I wonder if nanoscience will develop a very distinct culture through the rapid communication of graduate students that use blogs and message boards skillfully. Nanoscience and blogs are coming of age at the same time. Computer science and electrical engineering have a very well defined geek culture. Will nanoscience be absorbed into that or will it become it's own entity? I predict that most nanoscience students will be obsessed with ethnic food because of the extremely diverse groups of people that nanoscience labs bring together.
I assume that the average slashdot reader is a caffeine guzzling, late night working, star trek watching, science fiction reading, anime watching, video game playing, gadget loving, tinkerer. Stores like Thinkgeek market nerdy toys to them accordingly. Geeks got that way by turning each other on to these things through message board posts, emails, and blog entries. They were some of the first adopters of rapid online forms of communication so their culture rapidly evolved into what we see today and continues to change as rapidly.

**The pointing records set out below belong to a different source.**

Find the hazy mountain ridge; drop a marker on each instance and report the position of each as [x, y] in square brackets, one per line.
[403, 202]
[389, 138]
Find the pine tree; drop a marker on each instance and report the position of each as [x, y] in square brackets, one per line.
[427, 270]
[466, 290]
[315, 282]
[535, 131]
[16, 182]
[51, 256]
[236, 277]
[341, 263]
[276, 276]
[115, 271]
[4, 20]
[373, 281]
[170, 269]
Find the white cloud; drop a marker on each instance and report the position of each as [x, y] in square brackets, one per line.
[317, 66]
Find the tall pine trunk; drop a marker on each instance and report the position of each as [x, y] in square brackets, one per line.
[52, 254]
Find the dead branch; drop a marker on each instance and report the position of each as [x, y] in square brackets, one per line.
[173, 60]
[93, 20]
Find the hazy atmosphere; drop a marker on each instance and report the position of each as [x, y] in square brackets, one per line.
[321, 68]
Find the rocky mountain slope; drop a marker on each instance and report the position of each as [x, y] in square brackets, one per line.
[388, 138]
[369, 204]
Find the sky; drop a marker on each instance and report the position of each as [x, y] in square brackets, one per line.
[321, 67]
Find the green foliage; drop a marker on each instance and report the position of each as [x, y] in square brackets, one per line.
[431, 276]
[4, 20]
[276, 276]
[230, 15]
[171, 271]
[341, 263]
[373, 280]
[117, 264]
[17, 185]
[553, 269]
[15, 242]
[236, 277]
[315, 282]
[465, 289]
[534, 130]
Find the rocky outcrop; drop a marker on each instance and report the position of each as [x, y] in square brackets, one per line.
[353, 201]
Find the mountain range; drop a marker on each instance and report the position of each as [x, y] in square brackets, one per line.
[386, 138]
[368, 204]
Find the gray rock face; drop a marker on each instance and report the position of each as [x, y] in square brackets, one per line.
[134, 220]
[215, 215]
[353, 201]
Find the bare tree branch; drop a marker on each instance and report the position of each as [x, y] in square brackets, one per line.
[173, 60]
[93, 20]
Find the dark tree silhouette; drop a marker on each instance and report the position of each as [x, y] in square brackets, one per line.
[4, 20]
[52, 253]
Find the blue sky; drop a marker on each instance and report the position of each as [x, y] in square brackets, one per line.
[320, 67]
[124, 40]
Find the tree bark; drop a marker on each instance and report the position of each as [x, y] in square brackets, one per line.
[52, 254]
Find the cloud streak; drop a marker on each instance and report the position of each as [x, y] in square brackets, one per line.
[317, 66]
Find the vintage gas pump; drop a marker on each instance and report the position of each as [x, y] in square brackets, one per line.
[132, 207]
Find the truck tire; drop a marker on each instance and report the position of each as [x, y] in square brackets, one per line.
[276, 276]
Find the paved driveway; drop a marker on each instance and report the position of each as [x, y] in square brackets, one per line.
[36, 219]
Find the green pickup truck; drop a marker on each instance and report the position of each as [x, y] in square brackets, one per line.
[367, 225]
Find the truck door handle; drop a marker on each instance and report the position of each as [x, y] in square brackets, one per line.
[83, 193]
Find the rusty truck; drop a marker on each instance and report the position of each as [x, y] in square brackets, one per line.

The modal organic chemistry graduate student is an overworked, name-dropping, chain-smoking, alcoholic with no hobbies. I suspect that this style developed over the past hundred years rather than the last ten. I imagine that organic chemist culture will become more homogenous with the advent of websites like The Chem Blog that humorously and accurately portray the lifestyle of a graduate student in organic synthesis. How would we describe the average nanoscientist? Perhaps we will be able to make some predictions about this when the first large nanoscience online communities develop. Computer science and Electrical Engineering types seem to have about a decade long head start on us, but we are catching up quickly.